Reihan, Shaked, Sun 5.8.12, Morning
Translator: Charles K.
Even though we arrived early, almost all the gates were already open. The concrete cubes and plastic barriers had been taken away or moved to the roadside. At 07:00 the first laborers arrive from the West Bank on their way to the seam zone, and also a herd of goats. A festively-dressed family and a solitary student cross to the West Bank. A few cars from the seam zone wait for laborers.
Eight loaded trucks and pickups enter for initial inspection. A truck laden with packages of frozen (for now) meat from Uruguay in the parking lot on the Palestinian side. We were told the meat had been unloaded from a refrigerated truck which is apparently not authorized to cross to the seam zone.

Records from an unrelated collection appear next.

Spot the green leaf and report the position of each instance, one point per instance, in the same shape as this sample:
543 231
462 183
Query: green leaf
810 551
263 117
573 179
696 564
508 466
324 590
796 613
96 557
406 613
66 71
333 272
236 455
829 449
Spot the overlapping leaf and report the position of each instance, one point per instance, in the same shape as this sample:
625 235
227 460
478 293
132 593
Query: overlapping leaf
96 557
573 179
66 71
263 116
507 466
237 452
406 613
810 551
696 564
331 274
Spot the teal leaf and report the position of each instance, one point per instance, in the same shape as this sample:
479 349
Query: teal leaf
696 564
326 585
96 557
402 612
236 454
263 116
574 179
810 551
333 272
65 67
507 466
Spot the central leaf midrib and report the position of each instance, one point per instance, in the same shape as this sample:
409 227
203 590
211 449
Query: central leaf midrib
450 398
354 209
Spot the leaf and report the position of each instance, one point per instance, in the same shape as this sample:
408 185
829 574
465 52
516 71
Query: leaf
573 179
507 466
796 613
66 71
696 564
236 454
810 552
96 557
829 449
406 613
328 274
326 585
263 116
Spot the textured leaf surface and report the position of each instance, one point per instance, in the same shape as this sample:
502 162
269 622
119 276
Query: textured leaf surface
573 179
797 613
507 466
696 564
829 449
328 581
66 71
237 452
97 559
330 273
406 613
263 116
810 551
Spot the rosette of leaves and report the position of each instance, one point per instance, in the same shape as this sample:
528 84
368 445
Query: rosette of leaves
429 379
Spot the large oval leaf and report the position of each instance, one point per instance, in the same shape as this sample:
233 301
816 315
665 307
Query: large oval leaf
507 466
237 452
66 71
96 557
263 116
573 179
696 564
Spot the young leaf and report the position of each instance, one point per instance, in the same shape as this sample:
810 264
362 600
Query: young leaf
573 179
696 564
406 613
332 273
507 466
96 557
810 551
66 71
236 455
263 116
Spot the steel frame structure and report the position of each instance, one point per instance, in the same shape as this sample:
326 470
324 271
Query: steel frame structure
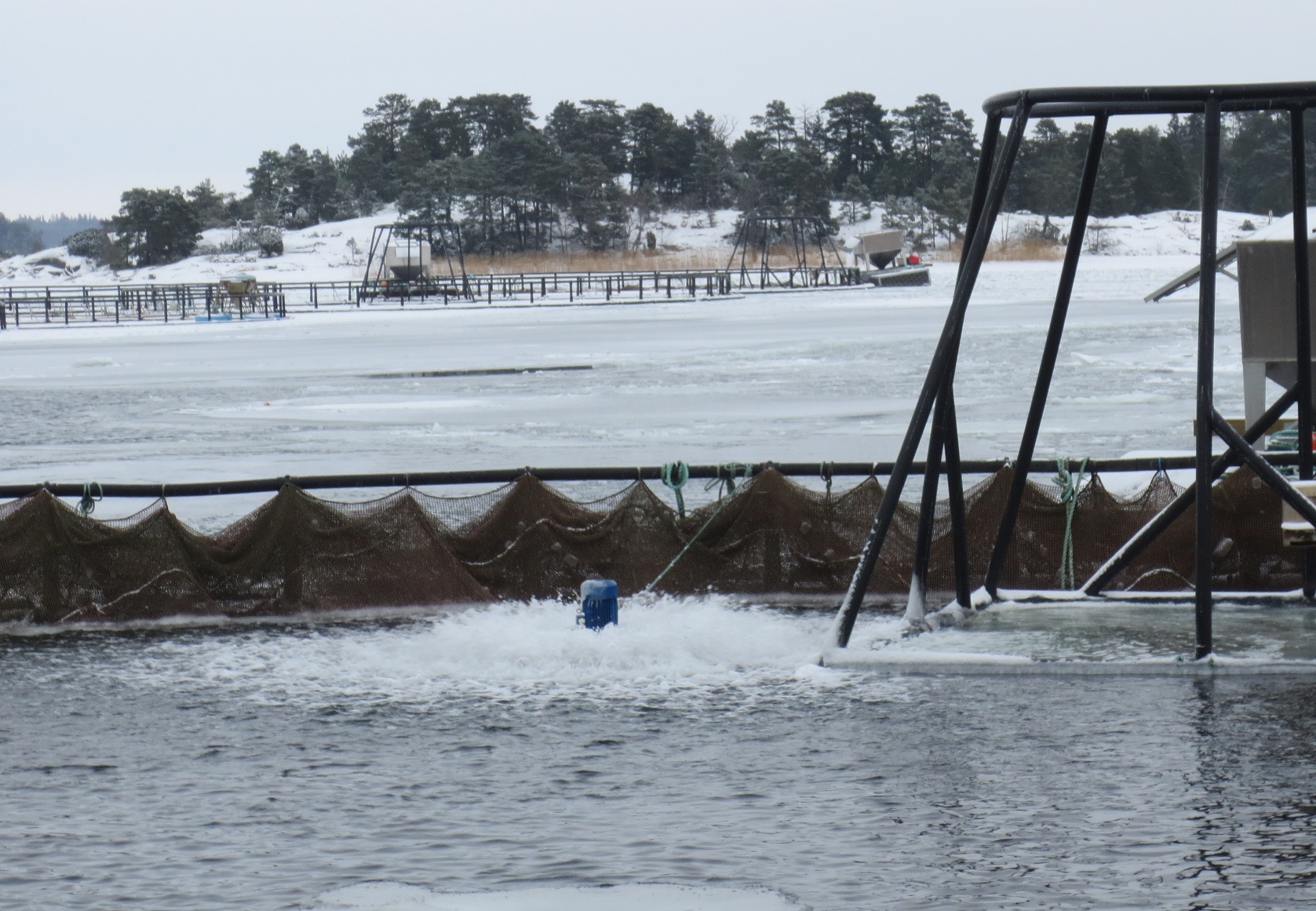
760 231
936 399
443 236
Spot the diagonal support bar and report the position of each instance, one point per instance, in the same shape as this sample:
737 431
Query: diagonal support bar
1303 322
956 495
941 363
1121 559
1263 469
1051 352
1205 537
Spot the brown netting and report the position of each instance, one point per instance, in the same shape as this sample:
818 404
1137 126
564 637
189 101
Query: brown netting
299 553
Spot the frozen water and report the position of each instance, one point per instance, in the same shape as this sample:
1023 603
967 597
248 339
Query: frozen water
396 897
790 377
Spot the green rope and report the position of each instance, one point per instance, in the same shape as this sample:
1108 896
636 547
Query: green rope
674 477
87 505
1069 497
725 476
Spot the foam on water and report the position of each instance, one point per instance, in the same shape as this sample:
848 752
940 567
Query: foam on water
509 650
396 897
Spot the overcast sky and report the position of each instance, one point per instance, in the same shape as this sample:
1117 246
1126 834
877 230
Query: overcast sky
100 97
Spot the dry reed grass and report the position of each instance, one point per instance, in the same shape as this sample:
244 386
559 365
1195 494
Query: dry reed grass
640 261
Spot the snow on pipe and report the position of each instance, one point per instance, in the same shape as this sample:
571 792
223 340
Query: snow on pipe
606 473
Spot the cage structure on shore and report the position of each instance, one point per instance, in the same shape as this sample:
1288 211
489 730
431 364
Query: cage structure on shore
766 536
793 240
936 399
404 258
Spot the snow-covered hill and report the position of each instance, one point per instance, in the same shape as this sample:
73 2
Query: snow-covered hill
336 252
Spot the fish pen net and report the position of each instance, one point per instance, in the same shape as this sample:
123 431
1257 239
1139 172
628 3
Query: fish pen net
299 553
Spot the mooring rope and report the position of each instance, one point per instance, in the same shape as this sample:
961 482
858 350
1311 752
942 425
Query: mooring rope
674 477
725 476
1069 497
87 505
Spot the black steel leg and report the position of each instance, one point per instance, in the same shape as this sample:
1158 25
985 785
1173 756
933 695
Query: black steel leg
941 365
1205 374
956 495
1051 351
927 512
1263 469
1302 282
982 182
1121 559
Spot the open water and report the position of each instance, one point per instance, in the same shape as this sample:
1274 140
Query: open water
699 744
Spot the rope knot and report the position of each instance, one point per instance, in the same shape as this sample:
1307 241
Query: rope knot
1070 487
87 505
674 477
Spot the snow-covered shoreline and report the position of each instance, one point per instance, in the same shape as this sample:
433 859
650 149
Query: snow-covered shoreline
336 250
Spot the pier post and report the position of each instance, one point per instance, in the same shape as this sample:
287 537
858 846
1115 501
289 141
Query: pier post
1205 375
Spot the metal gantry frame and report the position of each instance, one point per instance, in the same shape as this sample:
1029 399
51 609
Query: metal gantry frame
936 398
760 231
443 236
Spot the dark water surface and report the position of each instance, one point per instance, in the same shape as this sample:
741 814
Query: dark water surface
262 767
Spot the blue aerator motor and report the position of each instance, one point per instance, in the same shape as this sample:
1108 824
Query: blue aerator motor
598 603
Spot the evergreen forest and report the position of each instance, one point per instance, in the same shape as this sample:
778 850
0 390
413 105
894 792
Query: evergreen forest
590 171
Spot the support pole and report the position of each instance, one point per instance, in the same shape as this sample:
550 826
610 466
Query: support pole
1121 559
1303 326
956 495
1051 352
1205 374
941 363
917 606
1263 469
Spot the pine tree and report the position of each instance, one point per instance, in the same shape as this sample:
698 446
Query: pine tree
857 136
155 227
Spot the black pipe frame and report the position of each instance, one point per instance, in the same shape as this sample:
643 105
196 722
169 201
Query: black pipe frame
1102 103
1121 559
1205 543
1303 324
138 490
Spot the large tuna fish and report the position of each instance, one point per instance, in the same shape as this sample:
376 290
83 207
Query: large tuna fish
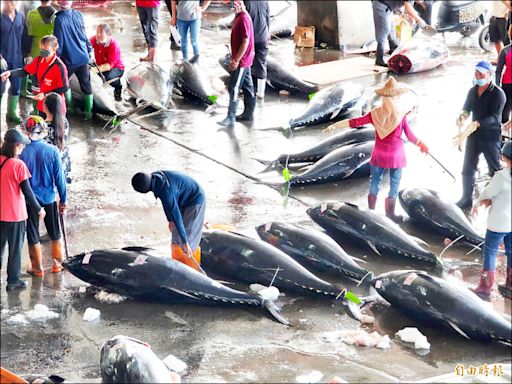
136 272
248 260
426 207
350 160
127 360
313 249
149 83
331 103
326 146
438 301
191 82
279 78
418 55
104 102
376 230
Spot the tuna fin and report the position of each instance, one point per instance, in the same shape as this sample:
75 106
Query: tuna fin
457 329
372 246
272 309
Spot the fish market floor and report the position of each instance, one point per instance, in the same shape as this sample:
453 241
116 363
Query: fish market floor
226 344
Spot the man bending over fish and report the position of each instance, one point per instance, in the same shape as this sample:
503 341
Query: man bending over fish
184 206
390 122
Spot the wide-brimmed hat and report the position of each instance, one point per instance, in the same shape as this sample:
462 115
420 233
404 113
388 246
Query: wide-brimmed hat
36 128
14 135
391 88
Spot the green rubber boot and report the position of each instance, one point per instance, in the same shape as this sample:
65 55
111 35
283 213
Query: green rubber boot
88 101
12 109
69 102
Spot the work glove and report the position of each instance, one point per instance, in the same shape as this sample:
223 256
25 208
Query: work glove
461 119
423 147
340 124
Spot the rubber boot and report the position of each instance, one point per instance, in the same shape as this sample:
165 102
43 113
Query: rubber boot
390 210
261 84
468 184
57 255
36 259
69 102
88 102
12 109
249 106
486 282
372 201
506 290
229 121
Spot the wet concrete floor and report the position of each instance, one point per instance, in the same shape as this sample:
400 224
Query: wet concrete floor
225 344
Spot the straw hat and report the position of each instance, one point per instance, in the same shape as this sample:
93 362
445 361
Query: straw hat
391 88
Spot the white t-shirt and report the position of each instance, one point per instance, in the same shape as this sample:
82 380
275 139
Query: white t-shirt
498 9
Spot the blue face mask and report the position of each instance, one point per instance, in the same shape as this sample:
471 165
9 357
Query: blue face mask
479 82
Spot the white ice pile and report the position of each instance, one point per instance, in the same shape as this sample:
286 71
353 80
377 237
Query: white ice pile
312 377
413 335
91 314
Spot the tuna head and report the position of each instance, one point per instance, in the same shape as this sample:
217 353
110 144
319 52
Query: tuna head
127 360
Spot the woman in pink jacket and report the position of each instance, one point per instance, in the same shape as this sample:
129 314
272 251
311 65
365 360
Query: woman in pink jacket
390 122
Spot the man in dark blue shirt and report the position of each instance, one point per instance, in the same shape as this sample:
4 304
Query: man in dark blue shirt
74 50
184 206
485 101
13 46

About five hours will pass before the meat reaches the butchers’ refrigerators in Barta’a.
A man from Yabed who arrived at the checkpoint at 05:00 is waiting in the shed. He has a bag with two bottles of milk, a gift for his sister in Barta’a. He was told he may bring the goods through only at 09:00. He waits patiently, even somewhat amused. Does he know what we’ll learn only at 11:15? We summon the person in charge who arrives quickly to tell us nothing can be done, those are the rules; he isn’t able/allowed to explain them to us but assures us they’re not at all arbitrary although that’s how it seems to us. Nor is he willing to put the milk in the refrigerator. When we phoned Sharon, the manager of the checkpoint, he said he’s not aware of that rule and promised to look into it. And in fact, at 11:15, as noted (the delay was caused by problems with our phones), we received an authorized response from Sharon, the manager: There was a misunderstanding regarding the regulation dealing with equipment and merchandise. Merchandise?! We express amazement – we’re talking about two bottles of milk. Yes, says Sharon, we made the regulation more explicit. Unfortunately it didn’t occur to us to record the identity of the man who was detained for 4 hours without even being given an explanation for the absurd delay.
The checkpoint is manned, the soldiers moving cars through without delays. One asks us if we have authorization to be there.
For Mireleh’s benefit, we also visit Hermesh. The new neighborhood built not far from the gate is still uninhabited, as it was on our previous visit; it appears neglected. Most of the other buildings in the locality look well-cared for.
08:55 We returned to the Barta’a checkpoint. The meat truck has in the meantime parked on the road, waiting to enter inspection. The owner of the milk bottles joins a short line before the locked gate which opens at 09:00 for people to enter five at a time. Incidentally: the bathrooms in the lower parking lot are filthy.